Kneeland has been a part of the restaurant association for eight years, serving the past year as its vice president. He sees many ways they could broaden their impact.

Kneeland, who has served as education chair for the association, hopes to expand its youth outreach and change perceptions.

“I think a lot of younger kids kind of look down at working in the food industry now,” says Kneeland. “I didn’t realize that I wanted to be a restaurant owner until after being in the industry for at least eight years, but now I don’t think many kids think there is a point trying to work your way up.”

Kneeland wants to start programs in Kansas City Public Schools to l partner students with restaurants and mentors so they can learn the industry and see that a career in food service is not a dead-end job or something to be ashamed of.

With locations like Soiree Steak and Oyster House and Boho Sway along with his own restaurant, the 33-year-old KC native thinks with the emergence of new Black-owned restaurants, this is the best time to target the youth in the urban core.

“I think it is wild that Black-owned restaurants are looked at as something new in the metro,” says Kneeland. “For some reason we don’t look at Gates or Arthur Bryant’s, which are some of the oldest eating places in the city and started by Black people in a time where Black people weren’t allowed to do very much.”

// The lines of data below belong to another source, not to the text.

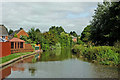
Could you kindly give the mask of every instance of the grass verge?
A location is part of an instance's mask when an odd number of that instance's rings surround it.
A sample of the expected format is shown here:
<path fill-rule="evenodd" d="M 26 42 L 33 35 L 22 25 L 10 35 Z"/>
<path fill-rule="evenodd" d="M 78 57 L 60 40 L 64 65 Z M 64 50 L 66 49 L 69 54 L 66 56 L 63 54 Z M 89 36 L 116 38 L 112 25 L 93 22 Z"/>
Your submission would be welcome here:
<path fill-rule="evenodd" d="M 14 53 L 14 54 L 2 57 L 2 58 L 0 58 L 0 64 L 5 63 L 7 61 L 10 61 L 10 60 L 15 59 L 15 58 L 20 57 L 20 56 L 30 54 L 30 53 L 33 53 L 33 52 Z"/>

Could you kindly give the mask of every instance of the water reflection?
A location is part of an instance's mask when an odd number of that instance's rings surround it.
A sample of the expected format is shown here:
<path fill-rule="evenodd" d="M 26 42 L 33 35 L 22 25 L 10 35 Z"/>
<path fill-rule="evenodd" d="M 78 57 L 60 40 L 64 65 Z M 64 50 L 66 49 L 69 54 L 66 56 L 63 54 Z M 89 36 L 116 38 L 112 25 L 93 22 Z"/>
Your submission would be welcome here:
<path fill-rule="evenodd" d="M 71 54 L 70 48 L 44 52 L 40 59 L 34 56 L 3 69 L 7 78 L 117 78 L 117 67 L 85 62 Z M 9 76 L 8 76 L 9 75 Z M 2 77 L 3 78 L 3 77 Z"/>

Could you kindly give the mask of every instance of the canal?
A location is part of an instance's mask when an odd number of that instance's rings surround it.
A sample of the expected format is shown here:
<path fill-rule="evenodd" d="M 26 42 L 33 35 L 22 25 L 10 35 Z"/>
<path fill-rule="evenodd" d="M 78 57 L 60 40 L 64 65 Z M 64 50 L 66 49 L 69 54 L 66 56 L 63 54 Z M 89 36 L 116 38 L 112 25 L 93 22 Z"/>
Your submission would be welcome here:
<path fill-rule="evenodd" d="M 43 52 L 38 60 L 31 56 L 2 72 L 4 78 L 118 78 L 117 67 L 78 59 L 69 48 Z"/>

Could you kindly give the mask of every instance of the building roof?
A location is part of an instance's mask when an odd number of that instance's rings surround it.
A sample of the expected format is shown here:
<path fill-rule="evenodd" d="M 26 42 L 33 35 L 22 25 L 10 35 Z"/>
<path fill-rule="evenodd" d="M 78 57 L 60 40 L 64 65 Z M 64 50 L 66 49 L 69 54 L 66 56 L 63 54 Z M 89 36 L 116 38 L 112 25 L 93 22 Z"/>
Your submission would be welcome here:
<path fill-rule="evenodd" d="M 10 40 L 8 40 L 9 42 L 25 42 L 24 40 L 21 40 L 19 38 L 12 38 Z"/>
<path fill-rule="evenodd" d="M 12 34 L 10 34 L 10 36 L 14 36 L 14 35 L 15 35 L 15 33 L 17 34 L 18 32 L 20 32 L 20 29 L 19 29 L 19 30 L 14 31 Z"/>
<path fill-rule="evenodd" d="M 0 36 L 8 36 L 7 28 L 4 25 L 0 25 Z"/>

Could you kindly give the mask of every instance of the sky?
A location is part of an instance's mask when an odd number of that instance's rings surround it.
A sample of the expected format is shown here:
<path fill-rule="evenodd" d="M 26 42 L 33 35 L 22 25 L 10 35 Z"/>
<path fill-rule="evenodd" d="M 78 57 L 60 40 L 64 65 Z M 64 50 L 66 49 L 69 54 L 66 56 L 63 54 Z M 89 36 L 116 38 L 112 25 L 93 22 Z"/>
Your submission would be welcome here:
<path fill-rule="evenodd" d="M 51 26 L 62 26 L 66 32 L 81 34 L 89 25 L 98 2 L 2 2 L 0 24 L 8 30 L 20 27 L 25 31 L 39 28 L 46 32 Z"/>

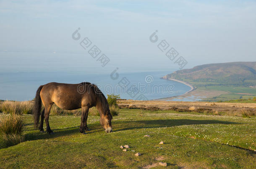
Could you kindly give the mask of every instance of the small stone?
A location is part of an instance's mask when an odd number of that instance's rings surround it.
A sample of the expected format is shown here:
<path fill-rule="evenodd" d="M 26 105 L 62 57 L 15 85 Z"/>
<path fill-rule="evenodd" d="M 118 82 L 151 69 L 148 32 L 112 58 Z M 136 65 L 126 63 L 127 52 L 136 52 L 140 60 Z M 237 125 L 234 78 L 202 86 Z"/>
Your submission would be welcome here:
<path fill-rule="evenodd" d="M 167 166 L 167 163 L 162 162 L 159 162 L 159 165 L 162 166 Z"/>
<path fill-rule="evenodd" d="M 140 156 L 141 155 L 140 153 L 137 153 L 135 154 L 135 156 Z"/>

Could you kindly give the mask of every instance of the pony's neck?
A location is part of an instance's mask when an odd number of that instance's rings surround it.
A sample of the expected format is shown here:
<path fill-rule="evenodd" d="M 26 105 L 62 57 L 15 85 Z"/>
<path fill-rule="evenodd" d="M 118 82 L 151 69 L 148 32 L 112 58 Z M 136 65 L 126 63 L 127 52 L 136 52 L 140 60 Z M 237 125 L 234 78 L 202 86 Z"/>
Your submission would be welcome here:
<path fill-rule="evenodd" d="M 102 100 L 103 99 L 106 100 Z M 108 109 L 109 108 L 107 99 L 105 98 L 100 98 L 100 99 L 97 100 L 96 107 L 99 111 L 100 116 L 105 115 L 107 113 Z"/>

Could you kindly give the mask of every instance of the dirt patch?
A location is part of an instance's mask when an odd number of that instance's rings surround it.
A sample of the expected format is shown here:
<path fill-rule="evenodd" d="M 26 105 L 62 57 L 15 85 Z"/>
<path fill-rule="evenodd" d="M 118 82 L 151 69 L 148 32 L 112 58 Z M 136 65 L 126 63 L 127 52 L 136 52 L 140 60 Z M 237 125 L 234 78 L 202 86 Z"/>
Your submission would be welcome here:
<path fill-rule="evenodd" d="M 158 165 L 158 163 L 154 163 L 154 164 L 152 164 L 148 165 L 147 166 L 144 167 L 143 168 L 144 169 L 150 169 L 150 168 L 152 168 L 152 167 L 155 167 L 156 166 L 157 166 Z"/>
<path fill-rule="evenodd" d="M 253 95 L 252 94 L 251 94 L 251 93 L 237 93 L 235 94 L 246 94 L 246 95 Z"/>
<path fill-rule="evenodd" d="M 156 159 L 156 160 L 157 160 L 157 161 L 162 161 L 162 160 L 164 160 L 165 158 L 163 156 L 160 156 L 156 158 L 155 159 Z"/>

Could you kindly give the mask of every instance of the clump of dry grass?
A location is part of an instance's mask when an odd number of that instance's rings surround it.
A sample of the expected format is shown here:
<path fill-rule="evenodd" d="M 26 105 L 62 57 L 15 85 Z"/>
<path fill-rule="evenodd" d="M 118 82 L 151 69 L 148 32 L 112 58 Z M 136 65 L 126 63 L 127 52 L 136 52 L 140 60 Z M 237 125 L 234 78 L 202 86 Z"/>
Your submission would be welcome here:
<path fill-rule="evenodd" d="M 0 119 L 0 134 L 22 134 L 24 125 L 23 119 L 20 116 L 7 116 Z"/>
<path fill-rule="evenodd" d="M 0 147 L 7 147 L 22 142 L 24 125 L 22 117 L 15 114 L 0 119 Z"/>
<path fill-rule="evenodd" d="M 24 135 L 10 134 L 1 135 L 0 138 L 0 148 L 6 148 L 14 146 L 23 142 L 24 140 Z"/>
<path fill-rule="evenodd" d="M 4 101 L 0 103 L 0 112 L 5 114 L 31 114 L 33 103 L 32 101 Z"/>
<path fill-rule="evenodd" d="M 196 110 L 196 107 L 193 106 L 189 107 L 188 110 L 190 111 L 194 111 L 195 110 Z"/>
<path fill-rule="evenodd" d="M 118 106 L 116 106 L 114 105 L 110 106 L 110 113 L 112 116 L 118 116 L 120 112 L 120 109 L 119 108 Z"/>

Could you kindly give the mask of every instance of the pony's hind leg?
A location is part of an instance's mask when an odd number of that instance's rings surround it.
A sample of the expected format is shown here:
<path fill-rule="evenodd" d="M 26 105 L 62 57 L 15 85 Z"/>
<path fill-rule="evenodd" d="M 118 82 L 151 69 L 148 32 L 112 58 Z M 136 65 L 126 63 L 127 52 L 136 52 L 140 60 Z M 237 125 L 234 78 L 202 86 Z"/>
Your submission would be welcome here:
<path fill-rule="evenodd" d="M 86 123 L 86 116 L 88 116 L 89 111 L 89 108 L 87 106 L 82 107 L 81 109 L 81 124 L 79 128 L 79 131 L 81 133 L 85 133 L 84 132 L 84 124 Z"/>
<path fill-rule="evenodd" d="M 41 121 L 40 122 L 40 127 L 39 129 L 41 133 L 44 132 L 44 108 L 41 113 Z"/>
<path fill-rule="evenodd" d="M 44 106 L 44 120 L 45 120 L 45 124 L 46 124 L 46 131 L 50 134 L 54 134 L 54 133 L 51 130 L 50 126 L 49 124 L 49 116 L 50 113 L 50 111 L 52 108 L 52 106 L 53 103 L 52 103 L 50 105 Z"/>

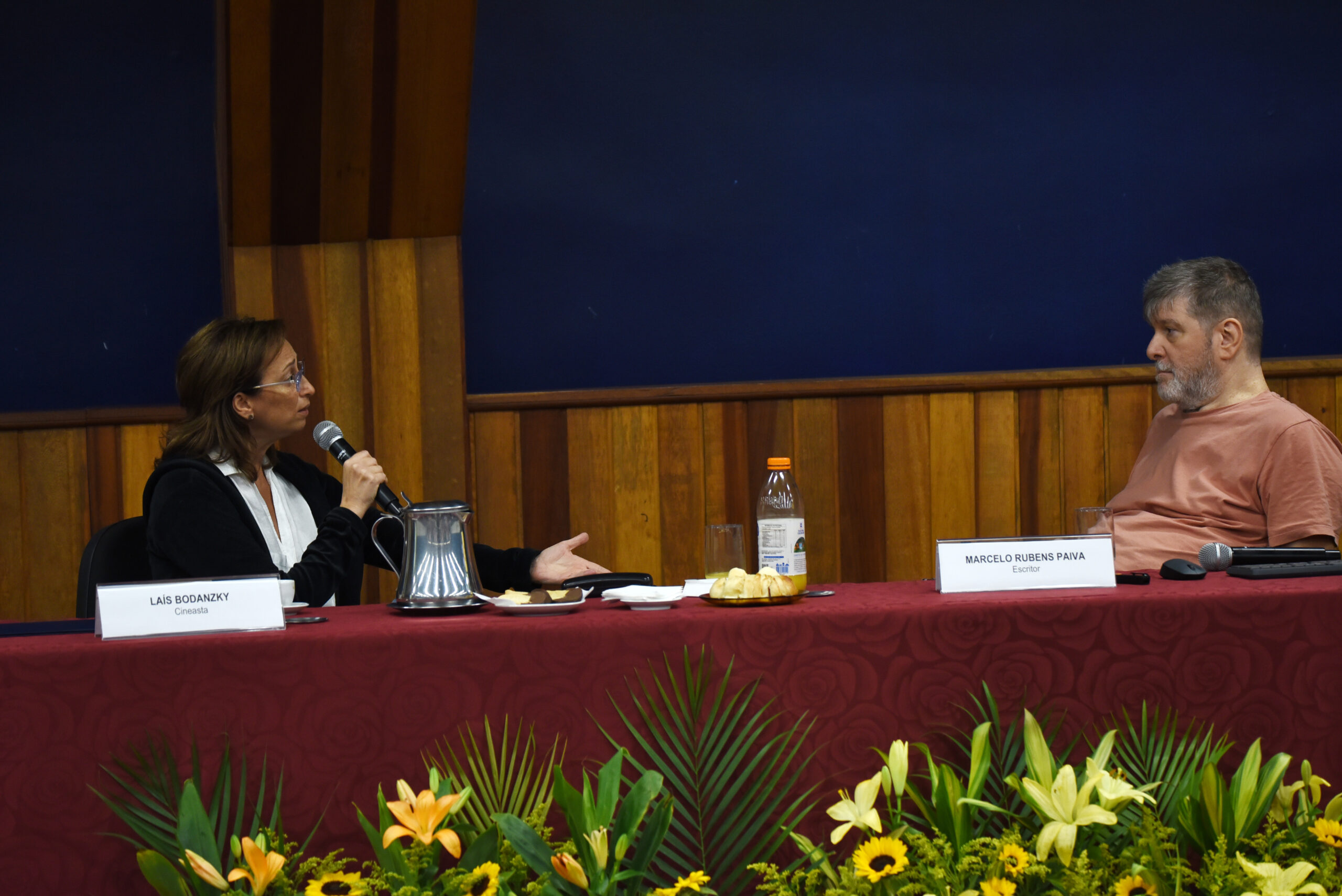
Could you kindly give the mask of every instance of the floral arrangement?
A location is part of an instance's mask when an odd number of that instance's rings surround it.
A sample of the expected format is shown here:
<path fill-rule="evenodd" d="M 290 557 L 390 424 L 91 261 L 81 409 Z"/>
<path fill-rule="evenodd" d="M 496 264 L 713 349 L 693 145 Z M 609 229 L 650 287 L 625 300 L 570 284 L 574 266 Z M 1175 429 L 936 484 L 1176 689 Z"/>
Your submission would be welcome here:
<path fill-rule="evenodd" d="M 994 707 L 996 708 L 996 707 Z M 827 814 L 829 845 L 793 833 L 800 868 L 752 865 L 764 896 L 1326 896 L 1342 889 L 1342 797 L 1291 757 L 1263 762 L 1255 740 L 1227 782 L 1217 762 L 1229 746 L 1176 734 L 1174 716 L 1153 732 L 1110 730 L 1084 766 L 1053 754 L 1028 711 L 1019 743 L 998 740 L 1013 767 L 993 769 L 993 722 L 969 739 L 968 777 L 937 763 L 926 744 L 876 751 L 882 765 Z M 998 722 L 1000 724 L 1000 722 Z M 910 746 L 926 759 L 910 778 Z M 1119 762 L 1119 758 L 1126 762 Z M 1162 770 L 1159 779 L 1135 769 Z M 996 786 L 990 786 L 996 783 Z M 1013 795 L 1011 806 L 986 791 Z M 882 795 L 884 799 L 882 799 Z M 906 811 L 906 799 L 910 803 Z M 856 834 L 855 837 L 851 834 Z"/>

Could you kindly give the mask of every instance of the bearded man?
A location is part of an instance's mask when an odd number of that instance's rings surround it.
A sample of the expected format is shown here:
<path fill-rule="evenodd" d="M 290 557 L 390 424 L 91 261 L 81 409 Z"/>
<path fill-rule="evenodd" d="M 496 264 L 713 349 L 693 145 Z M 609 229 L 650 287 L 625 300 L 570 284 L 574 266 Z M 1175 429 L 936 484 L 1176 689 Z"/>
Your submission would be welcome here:
<path fill-rule="evenodd" d="M 1168 406 L 1114 508 L 1118 569 L 1197 559 L 1208 542 L 1335 547 L 1342 443 L 1263 378 L 1263 311 L 1228 259 L 1168 264 L 1142 291 Z"/>

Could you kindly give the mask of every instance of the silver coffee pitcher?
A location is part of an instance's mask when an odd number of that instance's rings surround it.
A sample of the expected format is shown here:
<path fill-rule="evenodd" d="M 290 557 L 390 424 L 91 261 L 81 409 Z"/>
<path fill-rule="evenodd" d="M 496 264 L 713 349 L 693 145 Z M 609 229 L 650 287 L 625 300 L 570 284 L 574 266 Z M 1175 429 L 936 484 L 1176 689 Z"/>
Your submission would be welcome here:
<path fill-rule="evenodd" d="M 400 516 L 381 516 L 373 523 L 373 543 L 386 558 L 400 586 L 396 604 L 413 608 L 464 606 L 479 602 L 479 571 L 475 539 L 471 538 L 471 506 L 464 500 L 411 504 Z M 397 563 L 377 541 L 377 527 L 389 519 L 401 524 L 405 549 Z"/>

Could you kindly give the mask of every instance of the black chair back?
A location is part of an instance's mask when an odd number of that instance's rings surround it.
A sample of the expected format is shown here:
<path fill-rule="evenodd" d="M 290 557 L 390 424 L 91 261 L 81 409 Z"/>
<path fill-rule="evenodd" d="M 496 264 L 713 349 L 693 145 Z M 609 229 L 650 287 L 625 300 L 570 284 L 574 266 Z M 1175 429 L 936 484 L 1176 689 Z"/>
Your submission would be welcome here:
<path fill-rule="evenodd" d="M 75 616 L 90 618 L 98 608 L 98 585 L 148 582 L 149 551 L 145 547 L 145 518 L 132 516 L 106 526 L 89 539 L 79 561 L 79 594 Z"/>

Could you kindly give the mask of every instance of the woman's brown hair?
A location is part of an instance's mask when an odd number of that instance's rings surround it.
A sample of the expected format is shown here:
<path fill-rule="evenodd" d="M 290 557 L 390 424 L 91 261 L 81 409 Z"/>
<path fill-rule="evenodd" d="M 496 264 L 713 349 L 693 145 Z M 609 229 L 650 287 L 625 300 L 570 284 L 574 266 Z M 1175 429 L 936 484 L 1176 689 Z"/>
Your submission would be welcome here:
<path fill-rule="evenodd" d="M 283 342 L 283 321 L 219 318 L 197 330 L 177 355 L 177 398 L 187 417 L 168 431 L 154 465 L 170 457 L 227 460 L 256 482 L 251 431 L 234 410 L 234 396 L 255 392 Z"/>

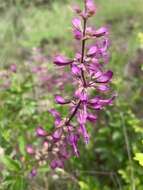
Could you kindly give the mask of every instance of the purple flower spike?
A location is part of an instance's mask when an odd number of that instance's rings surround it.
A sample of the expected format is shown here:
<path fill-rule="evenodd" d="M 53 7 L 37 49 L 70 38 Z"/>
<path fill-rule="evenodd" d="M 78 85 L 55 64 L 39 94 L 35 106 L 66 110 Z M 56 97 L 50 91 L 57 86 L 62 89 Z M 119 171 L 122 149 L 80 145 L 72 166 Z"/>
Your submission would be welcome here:
<path fill-rule="evenodd" d="M 112 79 L 113 72 L 107 71 L 106 73 L 102 74 L 100 77 L 97 78 L 98 83 L 107 83 Z"/>
<path fill-rule="evenodd" d="M 38 127 L 36 129 L 36 134 L 37 134 L 38 137 L 45 137 L 45 136 L 47 136 L 47 132 L 42 127 Z"/>
<path fill-rule="evenodd" d="M 55 101 L 57 104 L 69 104 L 70 101 L 66 101 L 62 96 L 60 95 L 55 95 Z"/>
<path fill-rule="evenodd" d="M 92 16 L 96 12 L 96 7 L 94 5 L 93 0 L 86 0 L 86 8 L 88 12 L 88 16 Z"/>
<path fill-rule="evenodd" d="M 67 65 L 70 68 L 68 77 L 70 76 L 70 79 L 72 77 L 70 83 L 74 89 L 72 98 L 66 100 L 65 96 L 55 95 L 56 103 L 61 106 L 67 105 L 68 109 L 66 110 L 69 110 L 69 113 L 62 117 L 56 109 L 50 109 L 49 112 L 54 117 L 53 131 L 47 134 L 42 127 L 37 129 L 37 136 L 44 138 L 41 138 L 40 150 L 35 150 L 36 161 L 39 165 L 48 162 L 52 169 L 63 168 L 65 160 L 71 156 L 79 156 L 78 142 L 80 138 L 84 139 L 85 144 L 89 142 L 86 124 L 92 122 L 95 126 L 98 112 L 105 106 L 112 105 L 115 99 L 115 95 L 105 97 L 110 90 L 109 83 L 113 76 L 112 71 L 104 68 L 105 63 L 109 62 L 108 31 L 106 27 L 96 30 L 95 27 L 87 26 L 90 17 L 96 13 L 96 6 L 94 0 L 84 0 L 83 2 L 83 10 L 79 7 L 75 8 L 79 18 L 72 20 L 74 37 L 79 40 L 79 45 L 76 47 L 81 48 L 75 53 L 73 59 L 63 55 L 57 55 L 54 58 L 56 65 Z M 94 40 L 93 44 L 88 43 L 87 45 L 88 40 Z M 36 73 L 44 77 L 44 69 L 39 67 Z M 64 78 L 65 75 L 62 75 L 63 81 Z M 46 78 L 47 80 L 48 78 Z M 55 83 L 61 83 L 61 86 L 64 87 L 63 81 L 56 79 Z M 96 96 L 93 97 L 95 93 Z M 27 152 L 33 154 L 34 151 L 29 147 Z M 32 173 L 34 176 L 36 172 Z"/>
<path fill-rule="evenodd" d="M 73 33 L 74 33 L 74 37 L 76 40 L 81 40 L 82 39 L 82 32 L 77 30 L 77 29 L 74 29 L 73 30 Z"/>
<path fill-rule="evenodd" d="M 89 143 L 89 134 L 87 133 L 86 127 L 84 125 L 80 125 L 81 133 L 84 138 L 85 144 Z"/>
<path fill-rule="evenodd" d="M 97 89 L 100 92 L 107 92 L 107 91 L 109 91 L 109 86 L 107 86 L 107 85 L 99 85 L 99 86 L 97 86 Z"/>
<path fill-rule="evenodd" d="M 105 34 L 107 34 L 107 28 L 106 27 L 101 27 L 98 30 L 95 31 L 94 36 L 95 37 L 102 37 Z"/>
<path fill-rule="evenodd" d="M 50 164 L 52 169 L 56 169 L 56 168 L 63 168 L 64 167 L 64 162 L 60 159 L 55 159 L 52 160 L 51 164 Z"/>
<path fill-rule="evenodd" d="M 55 140 L 59 140 L 59 139 L 61 138 L 62 132 L 63 132 L 62 128 L 57 129 L 57 130 L 53 133 L 53 138 L 54 138 Z"/>
<path fill-rule="evenodd" d="M 37 175 L 37 170 L 36 169 L 32 169 L 31 172 L 30 172 L 30 177 L 35 177 Z"/>
<path fill-rule="evenodd" d="M 98 51 L 97 46 L 92 46 L 92 47 L 88 50 L 87 56 L 93 56 L 93 55 L 95 55 L 95 54 L 97 53 L 97 51 Z"/>
<path fill-rule="evenodd" d="M 74 18 L 72 24 L 77 30 L 82 31 L 82 24 L 79 18 Z"/>
<path fill-rule="evenodd" d="M 88 113 L 87 120 L 90 121 L 90 122 L 95 122 L 97 120 L 97 116 L 93 115 L 91 113 Z"/>
<path fill-rule="evenodd" d="M 57 55 L 54 58 L 54 63 L 58 66 L 65 66 L 65 65 L 69 65 L 69 64 L 73 63 L 73 60 L 71 60 L 63 55 Z"/>
<path fill-rule="evenodd" d="M 27 147 L 26 147 L 26 152 L 27 152 L 28 154 L 30 154 L 30 155 L 32 155 L 32 154 L 35 153 L 35 151 L 34 151 L 34 149 L 33 149 L 33 147 L 32 147 L 31 145 L 27 145 Z"/>
<path fill-rule="evenodd" d="M 73 64 L 71 68 L 72 68 L 72 73 L 74 75 L 80 75 L 81 70 L 77 65 Z"/>
<path fill-rule="evenodd" d="M 17 71 L 17 65 L 16 64 L 10 65 L 10 71 L 16 73 L 16 71 Z"/>

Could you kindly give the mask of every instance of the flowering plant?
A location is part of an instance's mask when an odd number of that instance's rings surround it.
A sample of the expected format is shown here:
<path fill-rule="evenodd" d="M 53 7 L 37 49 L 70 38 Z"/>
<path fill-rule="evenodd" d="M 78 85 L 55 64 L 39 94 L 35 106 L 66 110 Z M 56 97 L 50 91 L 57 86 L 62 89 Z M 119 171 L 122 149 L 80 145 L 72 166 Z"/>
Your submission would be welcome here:
<path fill-rule="evenodd" d="M 49 133 L 42 126 L 36 129 L 36 134 L 42 139 L 40 149 L 27 146 L 27 152 L 34 155 L 39 165 L 50 162 L 52 169 L 64 167 L 65 160 L 71 156 L 79 156 L 78 142 L 83 138 L 87 144 L 90 135 L 87 131 L 87 122 L 93 124 L 97 120 L 99 110 L 111 105 L 115 95 L 110 98 L 104 96 L 110 90 L 109 83 L 113 73 L 105 71 L 104 66 L 109 61 L 108 29 L 101 27 L 95 29 L 87 26 L 87 21 L 96 13 L 93 0 L 84 1 L 84 10 L 74 7 L 77 17 L 73 19 L 73 34 L 81 43 L 81 50 L 74 58 L 57 55 L 54 64 L 58 67 L 69 67 L 74 78 L 75 92 L 72 98 L 55 95 L 55 101 L 61 106 L 69 106 L 69 114 L 62 118 L 56 109 L 49 112 L 55 119 L 54 130 Z M 93 40 L 93 45 L 86 46 L 88 40 Z M 96 95 L 95 95 L 96 94 Z M 31 175 L 36 175 L 35 169 Z"/>

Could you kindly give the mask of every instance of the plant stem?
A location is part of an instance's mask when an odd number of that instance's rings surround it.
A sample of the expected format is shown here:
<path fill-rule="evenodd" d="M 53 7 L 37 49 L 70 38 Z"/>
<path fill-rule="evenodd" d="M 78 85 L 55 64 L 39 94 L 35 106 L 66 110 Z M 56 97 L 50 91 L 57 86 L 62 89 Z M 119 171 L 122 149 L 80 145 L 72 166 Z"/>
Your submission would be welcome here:
<path fill-rule="evenodd" d="M 121 115 L 121 122 L 122 122 L 122 125 L 123 125 L 123 134 L 124 134 L 124 138 L 125 138 L 126 150 L 127 150 L 127 154 L 128 154 L 130 168 L 131 168 L 131 179 L 130 179 L 131 180 L 131 190 L 136 190 L 135 178 L 134 178 L 134 167 L 133 167 L 131 150 L 130 150 L 130 145 L 129 145 L 128 133 L 127 133 L 127 130 L 126 130 L 124 115 L 123 115 L 123 113 L 120 113 L 120 115 Z"/>
<path fill-rule="evenodd" d="M 73 111 L 73 113 L 71 114 L 71 116 L 69 117 L 68 121 L 66 121 L 66 125 L 69 125 L 70 121 L 72 120 L 72 118 L 75 116 L 78 108 L 80 107 L 81 101 L 78 102 L 77 106 L 75 107 L 75 110 Z"/>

With more minority-owned restaurants opening in a three-year period than Kneeland remembers in his entire life, he feels the landscape is changing and hopes his appointment shows that.

“I think the restaurant industry is one of the hardest industries to survive in,” says Kneeland. “There are so many different moving parts and so many things that have to go right to be successful, and I think the association can help to alleviate those pains and let owners know you are not in this alone.”